Sign of the Times: How An Environment for Innovation Helped Transform Cardiovascular Surgery

By Alyssa Gabay ~

During the two decades following World War II, Dr. Arthur Voorhees and Dr. Michael E. DeBakey emerged as medical pioneers. This period featured minimal regulation by the FDA, hospital boards and medical societies. Additionally, these post-war years saw the U.S. government pour millions of dollars into medical research for the first time, reflecting a global spirit that cultivated widespread innovation and experimentation.

Dr. Voorhees’ discovery of new grafting material to repair abdominal aortic aneurysms (AAA) and Dr. DeBakey’s later, more effective graft design are credited with transforming cardiovascular surgery. Any analysis of these surgeons must certainly recognize their intellect, skill, and innovative spirit, but comparatively little attention has been paid to the ideal time-period in which they worked.

Innovative Insight

Dr.
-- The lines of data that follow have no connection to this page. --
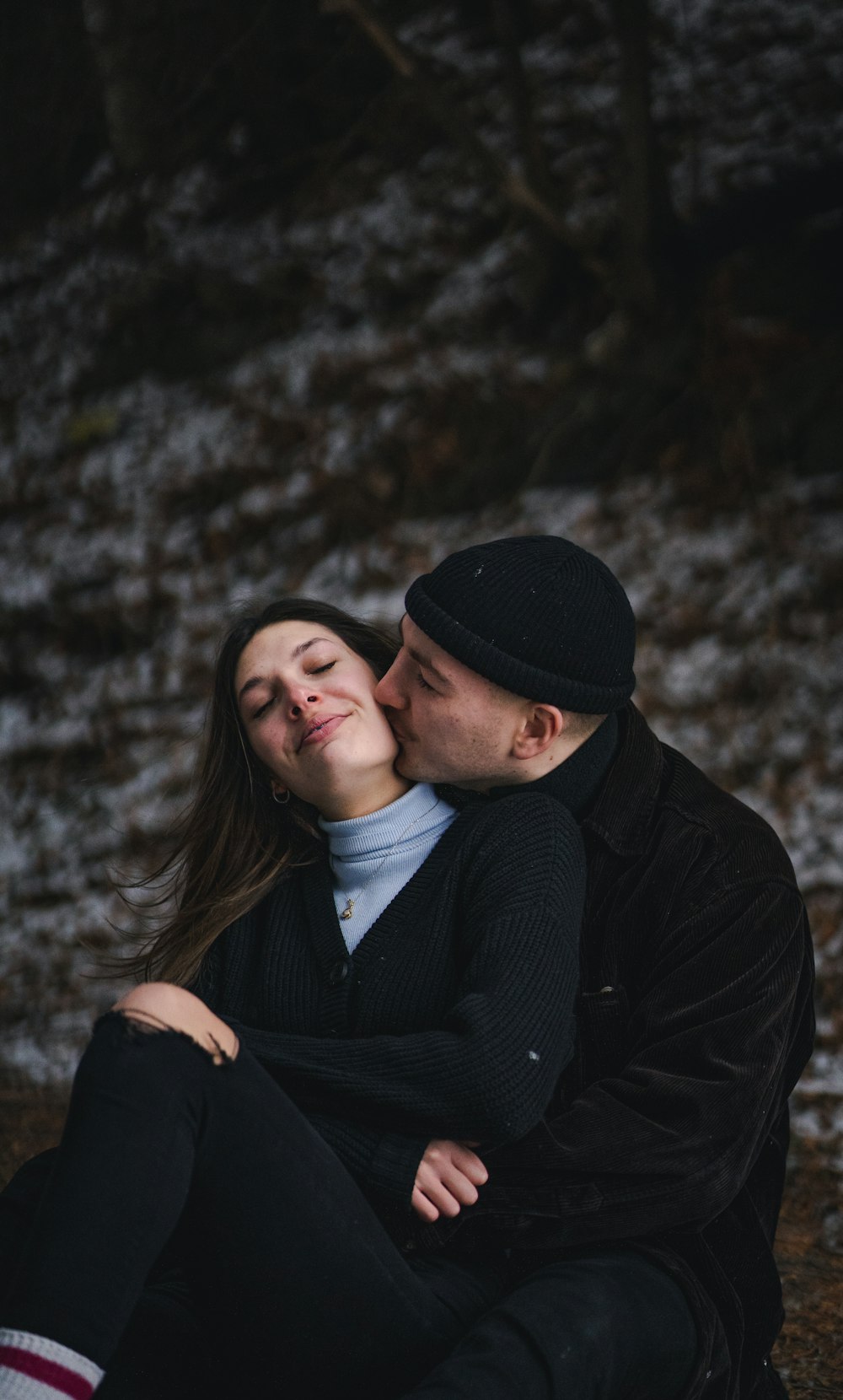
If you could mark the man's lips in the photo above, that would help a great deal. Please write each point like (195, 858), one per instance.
(319, 729)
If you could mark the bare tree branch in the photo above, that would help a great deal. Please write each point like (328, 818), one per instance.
(647, 220)
(514, 186)
(529, 142)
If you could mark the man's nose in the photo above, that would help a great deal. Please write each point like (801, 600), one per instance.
(388, 692)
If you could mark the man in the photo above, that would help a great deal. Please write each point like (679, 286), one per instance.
(642, 1211)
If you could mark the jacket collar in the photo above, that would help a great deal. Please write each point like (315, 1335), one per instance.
(622, 814)
(611, 783)
(577, 782)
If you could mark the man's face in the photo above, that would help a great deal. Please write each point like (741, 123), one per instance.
(451, 724)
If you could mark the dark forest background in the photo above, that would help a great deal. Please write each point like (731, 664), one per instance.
(297, 296)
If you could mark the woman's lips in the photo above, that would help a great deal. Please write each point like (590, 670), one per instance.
(324, 727)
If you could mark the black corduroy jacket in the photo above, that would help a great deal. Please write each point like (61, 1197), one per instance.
(695, 1020)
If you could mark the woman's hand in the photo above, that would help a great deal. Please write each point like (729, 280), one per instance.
(447, 1179)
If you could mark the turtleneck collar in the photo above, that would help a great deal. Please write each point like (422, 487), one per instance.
(402, 823)
(577, 782)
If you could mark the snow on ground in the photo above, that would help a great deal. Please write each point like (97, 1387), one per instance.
(140, 510)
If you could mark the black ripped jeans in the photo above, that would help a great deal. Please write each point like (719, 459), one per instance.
(198, 1238)
(298, 1284)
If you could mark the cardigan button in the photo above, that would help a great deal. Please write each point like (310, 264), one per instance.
(339, 972)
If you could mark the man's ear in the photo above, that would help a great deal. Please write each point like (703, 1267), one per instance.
(540, 727)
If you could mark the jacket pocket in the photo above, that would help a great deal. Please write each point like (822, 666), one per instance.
(603, 1035)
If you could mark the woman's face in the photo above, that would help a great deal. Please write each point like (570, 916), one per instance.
(309, 710)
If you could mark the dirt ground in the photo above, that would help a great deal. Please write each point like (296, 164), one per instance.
(809, 1243)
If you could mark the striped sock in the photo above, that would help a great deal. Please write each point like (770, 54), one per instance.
(35, 1368)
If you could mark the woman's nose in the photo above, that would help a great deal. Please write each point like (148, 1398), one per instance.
(298, 697)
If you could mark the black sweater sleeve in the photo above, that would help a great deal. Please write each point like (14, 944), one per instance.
(487, 1071)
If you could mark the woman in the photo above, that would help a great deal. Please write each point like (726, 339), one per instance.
(406, 980)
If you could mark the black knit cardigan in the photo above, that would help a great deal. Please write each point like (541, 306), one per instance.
(453, 1016)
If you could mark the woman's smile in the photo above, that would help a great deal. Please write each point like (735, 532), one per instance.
(321, 727)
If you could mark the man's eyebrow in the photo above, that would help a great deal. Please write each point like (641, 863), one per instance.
(260, 681)
(425, 661)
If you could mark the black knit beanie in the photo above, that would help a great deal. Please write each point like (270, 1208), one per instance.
(538, 617)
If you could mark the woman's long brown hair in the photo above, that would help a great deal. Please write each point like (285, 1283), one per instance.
(234, 842)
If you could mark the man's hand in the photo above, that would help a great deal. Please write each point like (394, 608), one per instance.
(447, 1179)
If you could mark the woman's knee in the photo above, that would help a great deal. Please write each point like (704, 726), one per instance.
(165, 1007)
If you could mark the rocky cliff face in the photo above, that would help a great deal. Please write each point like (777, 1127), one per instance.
(211, 396)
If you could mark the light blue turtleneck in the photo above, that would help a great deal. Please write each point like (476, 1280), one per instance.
(374, 856)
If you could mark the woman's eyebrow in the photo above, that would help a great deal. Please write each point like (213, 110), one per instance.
(262, 681)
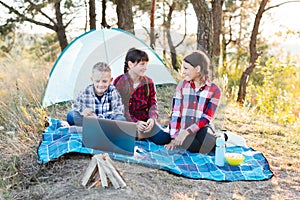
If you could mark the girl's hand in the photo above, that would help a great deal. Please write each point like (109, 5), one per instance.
(178, 141)
(170, 146)
(150, 124)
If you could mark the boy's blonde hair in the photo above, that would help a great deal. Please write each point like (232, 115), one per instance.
(102, 67)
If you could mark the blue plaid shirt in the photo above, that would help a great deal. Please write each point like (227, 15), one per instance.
(108, 106)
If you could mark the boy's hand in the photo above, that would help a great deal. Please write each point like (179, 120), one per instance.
(88, 112)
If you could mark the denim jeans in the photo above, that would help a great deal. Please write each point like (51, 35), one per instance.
(75, 118)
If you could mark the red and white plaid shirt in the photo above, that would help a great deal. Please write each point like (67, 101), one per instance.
(192, 109)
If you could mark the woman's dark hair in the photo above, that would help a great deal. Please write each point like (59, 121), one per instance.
(134, 55)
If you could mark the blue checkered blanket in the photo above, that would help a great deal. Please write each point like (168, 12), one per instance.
(58, 141)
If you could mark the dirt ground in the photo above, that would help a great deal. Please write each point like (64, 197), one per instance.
(61, 178)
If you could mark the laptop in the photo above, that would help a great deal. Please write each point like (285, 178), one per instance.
(109, 135)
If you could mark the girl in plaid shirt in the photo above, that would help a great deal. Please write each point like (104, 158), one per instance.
(100, 99)
(194, 104)
(139, 95)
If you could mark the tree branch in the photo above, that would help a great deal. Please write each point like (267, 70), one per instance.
(280, 5)
(23, 17)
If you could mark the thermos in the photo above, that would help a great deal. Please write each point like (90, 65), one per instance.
(220, 151)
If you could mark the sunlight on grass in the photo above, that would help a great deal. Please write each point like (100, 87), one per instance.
(22, 121)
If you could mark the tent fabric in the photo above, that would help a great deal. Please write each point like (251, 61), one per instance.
(71, 71)
(58, 141)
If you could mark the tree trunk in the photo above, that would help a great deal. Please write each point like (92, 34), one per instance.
(217, 29)
(169, 38)
(152, 31)
(92, 6)
(60, 28)
(253, 54)
(125, 16)
(103, 21)
(204, 31)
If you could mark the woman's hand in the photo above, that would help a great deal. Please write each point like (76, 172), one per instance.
(150, 124)
(178, 141)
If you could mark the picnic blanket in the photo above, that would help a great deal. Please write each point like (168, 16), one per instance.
(58, 140)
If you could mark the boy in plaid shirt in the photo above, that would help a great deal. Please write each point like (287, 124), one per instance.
(100, 99)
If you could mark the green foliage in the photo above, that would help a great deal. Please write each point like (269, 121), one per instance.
(46, 47)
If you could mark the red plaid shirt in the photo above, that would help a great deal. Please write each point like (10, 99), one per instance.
(140, 106)
(192, 109)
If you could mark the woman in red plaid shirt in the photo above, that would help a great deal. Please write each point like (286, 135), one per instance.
(194, 104)
(139, 96)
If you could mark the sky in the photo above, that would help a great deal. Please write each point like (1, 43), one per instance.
(275, 20)
(283, 18)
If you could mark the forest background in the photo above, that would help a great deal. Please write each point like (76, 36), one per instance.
(253, 73)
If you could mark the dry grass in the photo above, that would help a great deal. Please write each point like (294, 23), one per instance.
(21, 116)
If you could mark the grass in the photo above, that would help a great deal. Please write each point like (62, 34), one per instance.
(22, 124)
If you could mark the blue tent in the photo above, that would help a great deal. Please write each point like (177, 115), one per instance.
(71, 72)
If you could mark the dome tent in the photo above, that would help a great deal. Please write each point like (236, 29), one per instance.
(71, 71)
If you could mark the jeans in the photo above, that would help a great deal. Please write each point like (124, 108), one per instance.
(75, 118)
(157, 135)
(204, 141)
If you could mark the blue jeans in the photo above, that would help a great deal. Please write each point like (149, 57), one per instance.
(75, 118)
(158, 136)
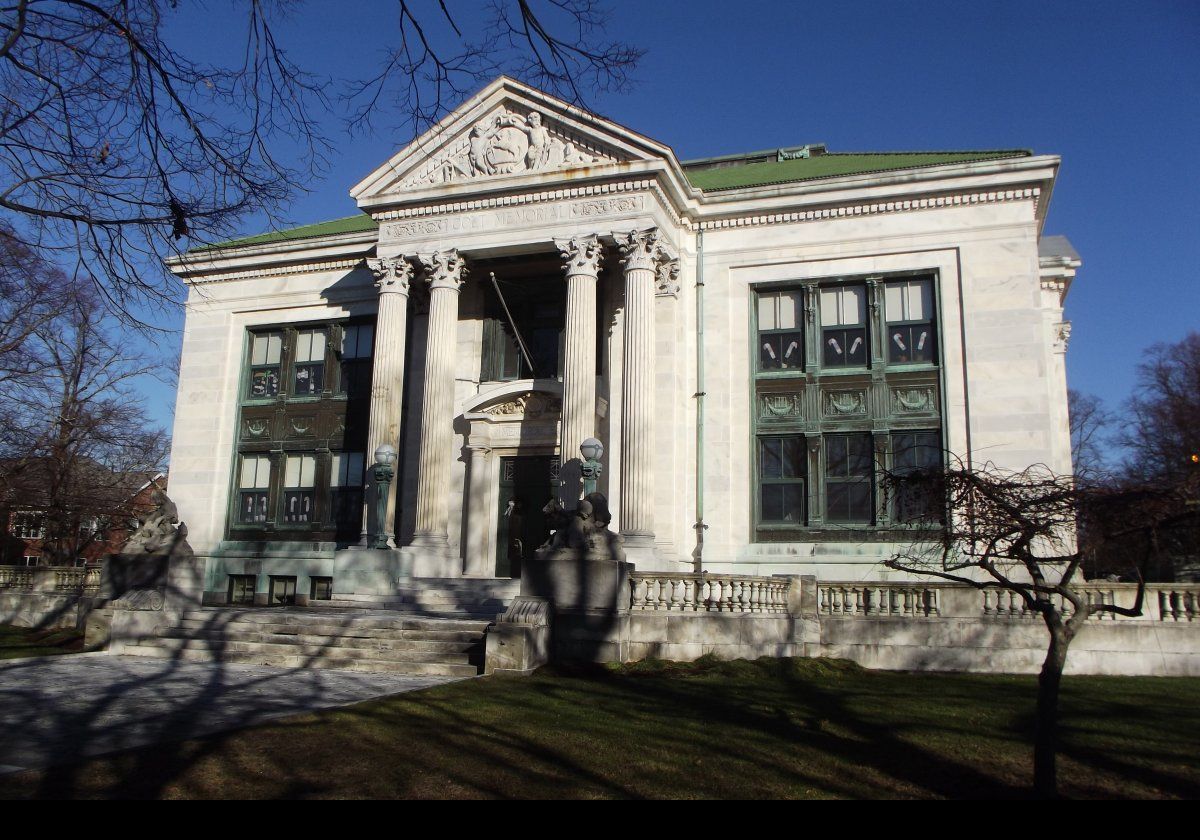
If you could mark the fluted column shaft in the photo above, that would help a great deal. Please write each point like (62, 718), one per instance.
(582, 257)
(641, 253)
(444, 274)
(393, 279)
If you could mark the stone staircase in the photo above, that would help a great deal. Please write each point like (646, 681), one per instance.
(438, 597)
(435, 627)
(349, 640)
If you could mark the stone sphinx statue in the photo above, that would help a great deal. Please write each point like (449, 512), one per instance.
(582, 567)
(160, 529)
(585, 529)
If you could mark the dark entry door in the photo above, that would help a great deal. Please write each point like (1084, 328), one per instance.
(527, 484)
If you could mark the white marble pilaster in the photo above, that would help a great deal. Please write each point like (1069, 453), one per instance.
(581, 263)
(393, 277)
(444, 273)
(641, 252)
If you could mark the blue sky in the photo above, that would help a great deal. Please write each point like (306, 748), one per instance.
(1110, 87)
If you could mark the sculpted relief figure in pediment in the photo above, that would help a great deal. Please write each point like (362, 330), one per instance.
(504, 144)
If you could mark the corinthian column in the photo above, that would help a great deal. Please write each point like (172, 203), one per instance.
(393, 276)
(640, 256)
(581, 262)
(445, 273)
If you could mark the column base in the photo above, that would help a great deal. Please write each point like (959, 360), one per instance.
(431, 556)
(642, 552)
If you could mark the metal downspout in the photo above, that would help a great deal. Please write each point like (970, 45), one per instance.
(697, 555)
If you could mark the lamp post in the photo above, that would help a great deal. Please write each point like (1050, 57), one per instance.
(385, 456)
(592, 451)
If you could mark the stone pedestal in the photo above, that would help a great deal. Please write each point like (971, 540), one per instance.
(520, 642)
(574, 579)
(393, 279)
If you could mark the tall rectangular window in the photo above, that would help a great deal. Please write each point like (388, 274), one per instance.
(780, 337)
(917, 456)
(265, 354)
(844, 327)
(299, 486)
(850, 474)
(309, 363)
(781, 471)
(358, 341)
(253, 489)
(347, 479)
(909, 310)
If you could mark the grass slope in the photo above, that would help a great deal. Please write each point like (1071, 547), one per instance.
(771, 729)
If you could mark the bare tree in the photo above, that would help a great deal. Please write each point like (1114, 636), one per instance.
(1089, 424)
(1015, 532)
(77, 441)
(119, 148)
(1163, 430)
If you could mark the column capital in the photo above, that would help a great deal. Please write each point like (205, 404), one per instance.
(666, 279)
(640, 249)
(581, 255)
(444, 269)
(393, 274)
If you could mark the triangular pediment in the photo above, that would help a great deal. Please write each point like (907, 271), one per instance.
(505, 132)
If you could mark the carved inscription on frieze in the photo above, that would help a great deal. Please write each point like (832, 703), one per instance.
(508, 217)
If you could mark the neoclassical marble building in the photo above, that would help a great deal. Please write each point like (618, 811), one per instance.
(755, 340)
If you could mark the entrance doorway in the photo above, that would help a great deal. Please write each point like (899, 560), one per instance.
(527, 484)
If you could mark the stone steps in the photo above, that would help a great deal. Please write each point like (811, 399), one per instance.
(478, 597)
(307, 652)
(463, 643)
(298, 661)
(345, 623)
(381, 641)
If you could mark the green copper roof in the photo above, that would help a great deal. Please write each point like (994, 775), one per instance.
(708, 174)
(359, 223)
(829, 165)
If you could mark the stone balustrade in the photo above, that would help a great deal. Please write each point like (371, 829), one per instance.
(666, 592)
(19, 579)
(64, 580)
(1162, 601)
(877, 599)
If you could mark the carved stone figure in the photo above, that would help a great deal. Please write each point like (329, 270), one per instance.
(504, 144)
(157, 531)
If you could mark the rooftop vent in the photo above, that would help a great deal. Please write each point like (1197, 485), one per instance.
(802, 153)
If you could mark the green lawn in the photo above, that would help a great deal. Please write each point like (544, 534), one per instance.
(778, 729)
(18, 642)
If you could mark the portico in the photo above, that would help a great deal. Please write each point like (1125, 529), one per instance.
(549, 417)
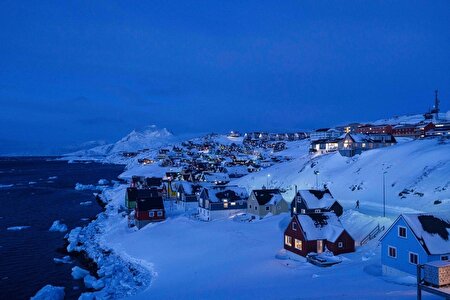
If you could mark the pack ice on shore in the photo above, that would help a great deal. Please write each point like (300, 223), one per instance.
(49, 292)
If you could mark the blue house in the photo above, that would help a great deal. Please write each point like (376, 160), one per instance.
(415, 239)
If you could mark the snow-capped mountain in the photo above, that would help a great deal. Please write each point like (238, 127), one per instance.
(150, 137)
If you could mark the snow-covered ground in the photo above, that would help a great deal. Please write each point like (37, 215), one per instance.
(183, 257)
(418, 169)
(191, 259)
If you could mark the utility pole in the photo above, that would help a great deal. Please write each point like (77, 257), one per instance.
(316, 172)
(384, 193)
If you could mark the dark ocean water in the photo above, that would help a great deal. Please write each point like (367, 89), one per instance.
(26, 256)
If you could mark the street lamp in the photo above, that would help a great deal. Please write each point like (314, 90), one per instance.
(316, 172)
(384, 194)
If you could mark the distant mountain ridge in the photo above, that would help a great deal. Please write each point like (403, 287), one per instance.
(150, 137)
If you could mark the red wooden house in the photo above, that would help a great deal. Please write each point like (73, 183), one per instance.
(317, 233)
(149, 210)
(374, 129)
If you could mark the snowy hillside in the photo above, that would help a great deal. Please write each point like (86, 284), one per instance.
(408, 119)
(417, 175)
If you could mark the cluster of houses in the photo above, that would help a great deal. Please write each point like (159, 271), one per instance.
(354, 138)
(195, 159)
(315, 224)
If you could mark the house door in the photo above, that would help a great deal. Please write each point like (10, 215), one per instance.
(319, 246)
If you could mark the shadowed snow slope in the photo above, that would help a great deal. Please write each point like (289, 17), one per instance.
(417, 174)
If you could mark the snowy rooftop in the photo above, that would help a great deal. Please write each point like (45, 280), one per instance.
(231, 193)
(432, 229)
(325, 226)
(266, 196)
(317, 198)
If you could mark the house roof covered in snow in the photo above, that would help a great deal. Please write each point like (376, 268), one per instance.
(267, 196)
(189, 188)
(216, 177)
(431, 229)
(323, 226)
(150, 203)
(317, 198)
(133, 194)
(371, 138)
(229, 193)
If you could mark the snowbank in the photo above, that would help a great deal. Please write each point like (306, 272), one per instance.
(17, 228)
(93, 283)
(58, 226)
(79, 273)
(65, 260)
(103, 182)
(121, 276)
(89, 187)
(49, 292)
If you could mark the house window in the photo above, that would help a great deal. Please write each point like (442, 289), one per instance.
(392, 252)
(298, 244)
(402, 231)
(287, 240)
(413, 258)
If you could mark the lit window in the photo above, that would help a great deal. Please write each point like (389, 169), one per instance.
(402, 231)
(288, 240)
(413, 258)
(392, 252)
(298, 244)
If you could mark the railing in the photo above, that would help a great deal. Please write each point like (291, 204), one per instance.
(372, 234)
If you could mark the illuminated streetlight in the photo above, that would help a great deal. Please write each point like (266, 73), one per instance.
(316, 172)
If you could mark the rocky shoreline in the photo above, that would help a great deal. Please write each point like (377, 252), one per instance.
(120, 276)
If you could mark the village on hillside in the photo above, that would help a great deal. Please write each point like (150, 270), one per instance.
(198, 179)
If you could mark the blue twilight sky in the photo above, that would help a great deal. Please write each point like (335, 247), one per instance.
(73, 71)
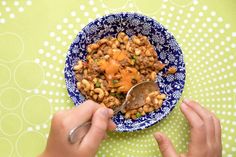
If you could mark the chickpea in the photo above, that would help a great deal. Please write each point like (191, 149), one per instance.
(133, 117)
(146, 108)
(150, 109)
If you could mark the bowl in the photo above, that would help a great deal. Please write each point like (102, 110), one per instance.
(168, 50)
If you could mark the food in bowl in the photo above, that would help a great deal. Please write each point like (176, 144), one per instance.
(113, 65)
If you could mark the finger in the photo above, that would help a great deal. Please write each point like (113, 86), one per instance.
(207, 118)
(97, 132)
(165, 145)
(82, 113)
(111, 125)
(198, 132)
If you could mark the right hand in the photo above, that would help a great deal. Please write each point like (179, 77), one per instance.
(205, 138)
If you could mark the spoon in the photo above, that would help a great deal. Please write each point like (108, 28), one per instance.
(135, 98)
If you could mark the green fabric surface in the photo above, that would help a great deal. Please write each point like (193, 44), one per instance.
(34, 39)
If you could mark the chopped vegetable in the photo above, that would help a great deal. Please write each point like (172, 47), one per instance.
(138, 115)
(115, 81)
(120, 95)
(113, 94)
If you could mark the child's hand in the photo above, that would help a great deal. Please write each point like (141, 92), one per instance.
(205, 133)
(62, 122)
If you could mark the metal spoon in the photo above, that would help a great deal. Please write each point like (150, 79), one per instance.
(135, 98)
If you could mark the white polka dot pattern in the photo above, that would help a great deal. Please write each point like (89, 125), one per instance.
(205, 35)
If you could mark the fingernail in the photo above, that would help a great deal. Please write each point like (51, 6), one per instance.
(186, 101)
(110, 111)
(183, 105)
(104, 111)
(158, 136)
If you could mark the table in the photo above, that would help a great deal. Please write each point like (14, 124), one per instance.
(34, 39)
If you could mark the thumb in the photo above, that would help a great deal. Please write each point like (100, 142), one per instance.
(97, 132)
(165, 145)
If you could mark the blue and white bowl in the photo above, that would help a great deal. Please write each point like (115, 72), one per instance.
(165, 44)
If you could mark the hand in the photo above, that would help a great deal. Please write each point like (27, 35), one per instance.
(62, 122)
(205, 138)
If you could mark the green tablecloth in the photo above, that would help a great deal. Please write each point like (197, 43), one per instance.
(34, 39)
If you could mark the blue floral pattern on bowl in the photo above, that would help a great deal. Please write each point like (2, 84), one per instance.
(165, 44)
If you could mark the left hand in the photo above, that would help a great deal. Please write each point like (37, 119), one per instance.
(62, 122)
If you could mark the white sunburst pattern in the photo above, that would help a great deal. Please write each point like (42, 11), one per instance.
(208, 44)
(11, 8)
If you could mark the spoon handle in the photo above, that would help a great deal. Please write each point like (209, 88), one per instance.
(77, 134)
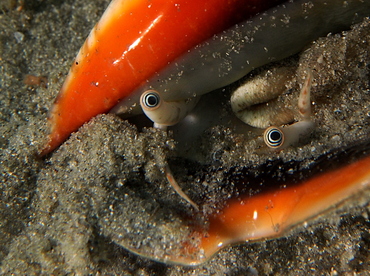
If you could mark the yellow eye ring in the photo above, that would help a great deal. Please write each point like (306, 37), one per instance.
(150, 99)
(273, 137)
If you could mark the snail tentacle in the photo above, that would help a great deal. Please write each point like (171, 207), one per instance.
(164, 114)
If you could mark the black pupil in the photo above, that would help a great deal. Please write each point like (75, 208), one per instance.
(152, 100)
(275, 136)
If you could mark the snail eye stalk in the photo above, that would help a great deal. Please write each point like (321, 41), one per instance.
(151, 99)
(273, 137)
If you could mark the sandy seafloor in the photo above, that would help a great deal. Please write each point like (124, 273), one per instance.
(68, 213)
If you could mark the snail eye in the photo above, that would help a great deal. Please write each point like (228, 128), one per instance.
(273, 137)
(151, 99)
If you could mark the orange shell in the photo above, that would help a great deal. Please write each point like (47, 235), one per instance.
(133, 40)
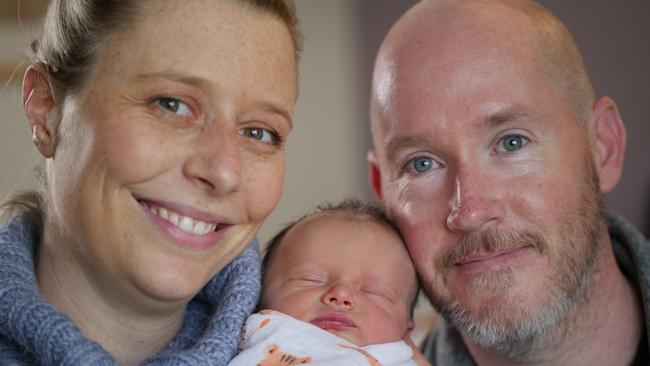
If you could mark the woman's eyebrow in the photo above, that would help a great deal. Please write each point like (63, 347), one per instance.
(176, 76)
(266, 106)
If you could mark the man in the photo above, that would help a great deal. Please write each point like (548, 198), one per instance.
(492, 154)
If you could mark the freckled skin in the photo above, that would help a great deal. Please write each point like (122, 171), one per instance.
(226, 63)
(437, 82)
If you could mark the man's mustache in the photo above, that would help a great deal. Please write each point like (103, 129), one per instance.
(490, 242)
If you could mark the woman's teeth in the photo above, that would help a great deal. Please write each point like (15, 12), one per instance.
(185, 223)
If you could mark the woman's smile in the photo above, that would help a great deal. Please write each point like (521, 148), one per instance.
(185, 224)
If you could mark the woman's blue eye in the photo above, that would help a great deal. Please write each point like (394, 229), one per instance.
(512, 143)
(421, 165)
(260, 134)
(173, 105)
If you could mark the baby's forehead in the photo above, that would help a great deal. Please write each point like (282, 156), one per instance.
(329, 227)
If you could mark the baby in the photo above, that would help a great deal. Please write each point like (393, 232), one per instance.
(342, 290)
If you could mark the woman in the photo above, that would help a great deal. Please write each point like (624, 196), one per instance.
(162, 126)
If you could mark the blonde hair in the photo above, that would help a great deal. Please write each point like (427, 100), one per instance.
(73, 32)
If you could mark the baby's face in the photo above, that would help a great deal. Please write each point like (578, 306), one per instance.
(352, 278)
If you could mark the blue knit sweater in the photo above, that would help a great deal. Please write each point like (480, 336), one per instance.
(33, 332)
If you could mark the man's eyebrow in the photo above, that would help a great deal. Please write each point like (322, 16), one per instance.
(507, 115)
(399, 142)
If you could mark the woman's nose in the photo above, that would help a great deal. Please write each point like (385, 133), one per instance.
(215, 164)
(475, 205)
(339, 295)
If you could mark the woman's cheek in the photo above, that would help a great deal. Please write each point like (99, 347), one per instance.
(264, 182)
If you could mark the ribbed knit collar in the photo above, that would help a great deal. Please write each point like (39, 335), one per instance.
(31, 330)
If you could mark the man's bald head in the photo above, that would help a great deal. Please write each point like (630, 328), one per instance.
(435, 32)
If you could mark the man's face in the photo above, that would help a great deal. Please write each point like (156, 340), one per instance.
(491, 181)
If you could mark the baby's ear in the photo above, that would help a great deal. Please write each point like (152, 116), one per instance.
(272, 348)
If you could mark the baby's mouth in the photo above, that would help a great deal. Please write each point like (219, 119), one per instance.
(333, 321)
(184, 223)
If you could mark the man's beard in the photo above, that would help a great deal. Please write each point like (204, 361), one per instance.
(514, 331)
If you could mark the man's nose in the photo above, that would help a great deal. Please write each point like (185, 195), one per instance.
(339, 294)
(476, 203)
(215, 163)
Voorhees first rose to prominence in 1947, when he noticed a thin film covering silk sutures on the heart of a dog in a post-mortem examination. Instead of the body rejecting the sutures as a foreign object, this film indicated endogenous arterial tissue had begun to grow around them, essentially accepting the sutures as part of the body.

His observation sparked a paradigm shift related to the materials that could be most effective for surgical devices, with previous options including plastic and gold tubes. During his research following the suture discovery, Dr. Voorhees identified a unique fabric called Vinyon “N” that would become the basis for modern AAA repair. His efforts were very well timed, as the incidence of AAA spiked in the United States during the 1950s and 1960s, likely due to the prevalence of smoking cigarettes.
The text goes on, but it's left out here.